Ruby nods, forcing a small smile. “Right. Of course. I just can’t help but think, though... we have fairy tales. Imagination. Dreams. We can come up with things that don’t exist yet, and then make them exist. Why is it so weird to believe that there’s more to the world than we understand now?”
Something in her voice nearly convinces me to spill the secret she’s searching so hard for - to show her real magic. To prove to her that she’s right, no matter what other humans have told her.
But I don’t. It’s not forbidden, but it never goes well.
“It’s not weird,” I assure her instead. “I think we have a lot to learn about magic.

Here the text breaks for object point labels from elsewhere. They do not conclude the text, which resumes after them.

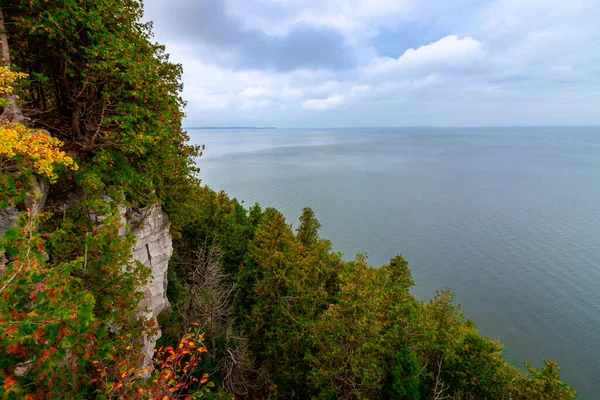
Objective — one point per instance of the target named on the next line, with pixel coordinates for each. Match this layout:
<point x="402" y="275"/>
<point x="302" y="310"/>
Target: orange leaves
<point x="10" y="381"/>
<point x="38" y="151"/>
<point x="11" y="329"/>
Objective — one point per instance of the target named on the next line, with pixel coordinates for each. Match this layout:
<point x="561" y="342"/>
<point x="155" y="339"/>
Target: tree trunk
<point x="11" y="112"/>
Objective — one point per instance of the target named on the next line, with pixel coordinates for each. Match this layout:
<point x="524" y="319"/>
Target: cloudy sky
<point x="328" y="63"/>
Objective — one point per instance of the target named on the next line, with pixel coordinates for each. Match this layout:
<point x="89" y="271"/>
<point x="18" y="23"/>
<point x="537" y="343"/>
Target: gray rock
<point x="153" y="248"/>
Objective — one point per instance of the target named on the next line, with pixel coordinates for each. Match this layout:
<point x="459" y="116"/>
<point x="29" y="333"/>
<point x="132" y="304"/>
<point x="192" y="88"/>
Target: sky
<point x="343" y="63"/>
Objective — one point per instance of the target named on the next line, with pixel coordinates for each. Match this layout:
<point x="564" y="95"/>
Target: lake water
<point x="507" y="218"/>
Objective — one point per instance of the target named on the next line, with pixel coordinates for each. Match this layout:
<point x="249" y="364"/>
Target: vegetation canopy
<point x="91" y="107"/>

Maybe you’ll be one of the first to find it,” I suggest, and her face softens in relief as she leans back into me, tilting her lips up for another kiss.
This time, I’m careful to keep my movements slow and languorous, playing the romantic card as I draw her under deeper with each caress. I know she’s had enough blood by now, and soon enough, the magic she unwittingly searches for lulls her to sleep, and I’m free to sink my sharp rows of teeth into the soft sweetness of her neck.
My eyes roll back at the addictive taste of her blood, as my gobbelin instincts seethe with the need to rip apart her flesh and gorge myself on her supple body.
I would snap the neck of any other gobbelin under my charge who dared to feed like this, in the open woods where any human could find me. The gobbelins in the blood mines aren’t evenpermitted to drink straight from the vein - they have to prove they have more evolved control to earn that privilege, like my servers.
But none of them know about the fae blood in my veins, not even Arlo. It gives me more control and a truer glamor than any gobbelin has, and I could make the two of us invisible with a flex of power.
So when I hear steps in the distance and scent Arlo’s blood, I easily hide the evidence of bloodletting from Ruby’s neck, tapping into my fae fire magic to burn away the telltale scent of iron just as he enters the clearing.
“Midnight tasting menu?” he asks, sneering at Ruby’s sleeping form and the food spread around us.